Уберем религиозную риторику, Бога и Вельзевула – и что останется? Предельно четкая и жесткая причинно-следственная связь: тот, кто превыше всего ставит свои желания, способен на всё. И на убийство, и на вещи, худшие, чем убийство. А уж если под желания подводится идеологический базис… Марло, конечно, читал Макиавелли, и спорил с ним (не в «Фаусте»), а Гете договорил мысль до конца: в последнем акте его трагедии гибнут невинные старики, чей домик мешал государственным планам Фауста (ради людей! только ради людей!..)[6].
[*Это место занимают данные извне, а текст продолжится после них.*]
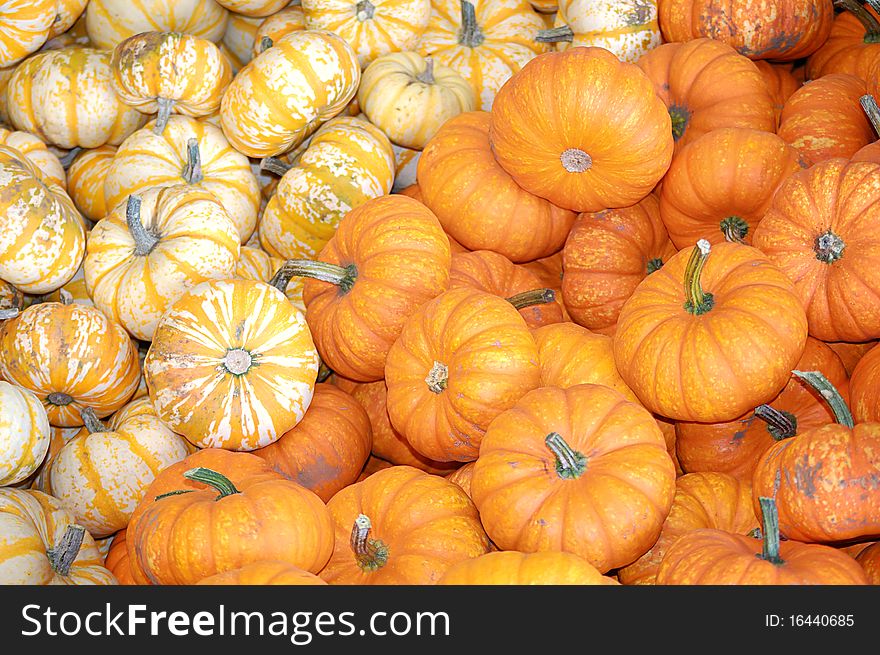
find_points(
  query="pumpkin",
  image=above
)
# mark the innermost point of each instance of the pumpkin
(709, 556)
(309, 76)
(605, 257)
(169, 71)
(735, 447)
(544, 130)
(263, 572)
(78, 79)
(478, 203)
(383, 537)
(782, 30)
(328, 448)
(710, 336)
(514, 568)
(685, 77)
(823, 119)
(44, 237)
(348, 162)
(148, 251)
(266, 516)
(231, 365)
(824, 481)
(580, 470)
(461, 360)
(720, 185)
(629, 29)
(188, 151)
(485, 41)
(72, 357)
(821, 231)
(372, 28)
(24, 434)
(42, 545)
(101, 476)
(109, 22)
(409, 97)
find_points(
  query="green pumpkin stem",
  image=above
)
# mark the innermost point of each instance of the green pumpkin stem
(64, 553)
(831, 395)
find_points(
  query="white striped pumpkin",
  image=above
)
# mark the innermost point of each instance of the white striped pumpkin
(232, 365)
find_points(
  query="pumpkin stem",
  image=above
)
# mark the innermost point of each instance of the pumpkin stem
(64, 553)
(438, 377)
(470, 36)
(192, 172)
(770, 531)
(343, 277)
(831, 395)
(144, 240)
(214, 479)
(556, 35)
(734, 229)
(780, 424)
(697, 301)
(164, 113)
(570, 464)
(370, 554)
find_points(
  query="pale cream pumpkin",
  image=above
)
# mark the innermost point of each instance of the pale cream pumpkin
(286, 92)
(348, 162)
(77, 79)
(24, 433)
(102, 475)
(190, 152)
(232, 365)
(152, 248)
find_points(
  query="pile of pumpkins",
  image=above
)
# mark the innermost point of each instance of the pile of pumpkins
(439, 292)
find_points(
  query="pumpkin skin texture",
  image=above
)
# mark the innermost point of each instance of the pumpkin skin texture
(398, 256)
(591, 169)
(461, 360)
(478, 203)
(309, 75)
(44, 236)
(619, 468)
(605, 257)
(693, 360)
(71, 357)
(78, 79)
(24, 434)
(513, 568)
(328, 448)
(782, 30)
(829, 211)
(232, 365)
(407, 542)
(31, 524)
(685, 76)
(187, 238)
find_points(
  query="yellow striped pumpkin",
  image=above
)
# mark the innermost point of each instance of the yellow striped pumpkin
(152, 248)
(66, 98)
(286, 92)
(232, 365)
(190, 152)
(485, 41)
(348, 162)
(72, 357)
(41, 544)
(24, 433)
(101, 476)
(164, 72)
(109, 22)
(372, 27)
(43, 236)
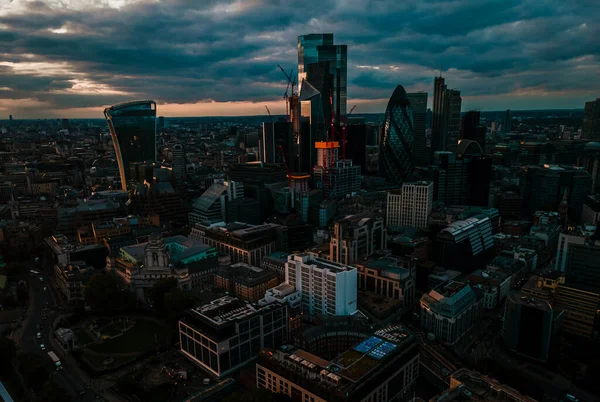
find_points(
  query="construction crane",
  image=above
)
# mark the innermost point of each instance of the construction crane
(268, 111)
(344, 135)
(291, 82)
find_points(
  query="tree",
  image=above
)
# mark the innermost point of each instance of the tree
(8, 351)
(159, 290)
(51, 392)
(103, 295)
(35, 370)
(257, 395)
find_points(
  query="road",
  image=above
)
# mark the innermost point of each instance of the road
(44, 303)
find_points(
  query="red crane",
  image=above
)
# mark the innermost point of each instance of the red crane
(291, 82)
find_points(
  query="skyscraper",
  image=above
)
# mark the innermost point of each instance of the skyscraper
(439, 115)
(314, 48)
(446, 116)
(418, 105)
(591, 120)
(453, 103)
(397, 139)
(507, 126)
(132, 127)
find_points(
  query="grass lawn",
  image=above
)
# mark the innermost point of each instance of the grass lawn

Борьбу добра и зла в душе Фауста Марло изображает настолько условно, что хочется сказать: «нарочито условно». Как в спектаклях-мираклях на сцену выходят Ангел Добра и Ангел Зла, подобно античному хору бросают в зал краткие реплики и удаляются, предоставляя самому доктору (и зрителю, разумеется) решать, какой путь надлежит выбрать. Что выбрал сам Марло? Исследователи отвечают на этот вопрос по-разному – в зависимости от собственных идеологических установок, поскольку о взглядах драматурга XVI века судить затруднительно. Осуждение Фауста в прологе и эпилоге – уступка цензуре и общественному мнению? убеждение автора?.. Мне кажется, что Фауст настолько же притягивал Марло, насколько и отталкивал, страшил и восхищал. На то и трагедия. Но драматург обладал замечательно точным пониманием природы зла, которое и воплощено в «Трагической истории доктора Фауста».
4
См.: Ю. М. Лотман. Об «Оде, выбранной из Иова» Ломоносова. // Избранные статьи. – Т. 2. – Таллинн: Александра, 1992. Там же – сопоставительный материал.
5
Читай подготовленный классиком русской филологии В. М. Жирмунским сборник «Легенда о докторе Фаусте» (М.: Наука, 1978, сер. «Литературные памятники»).
6
Борис Пастернак, переводя Гете в начале 1950-х годов, усилил эту тему. «Бедной братии батрацкой Сколько погубил канал!» – о каком времени это сказано? Или слова о Фаусте, которому «СТАЛИ Нужны до зарезу» чужие дом и земля…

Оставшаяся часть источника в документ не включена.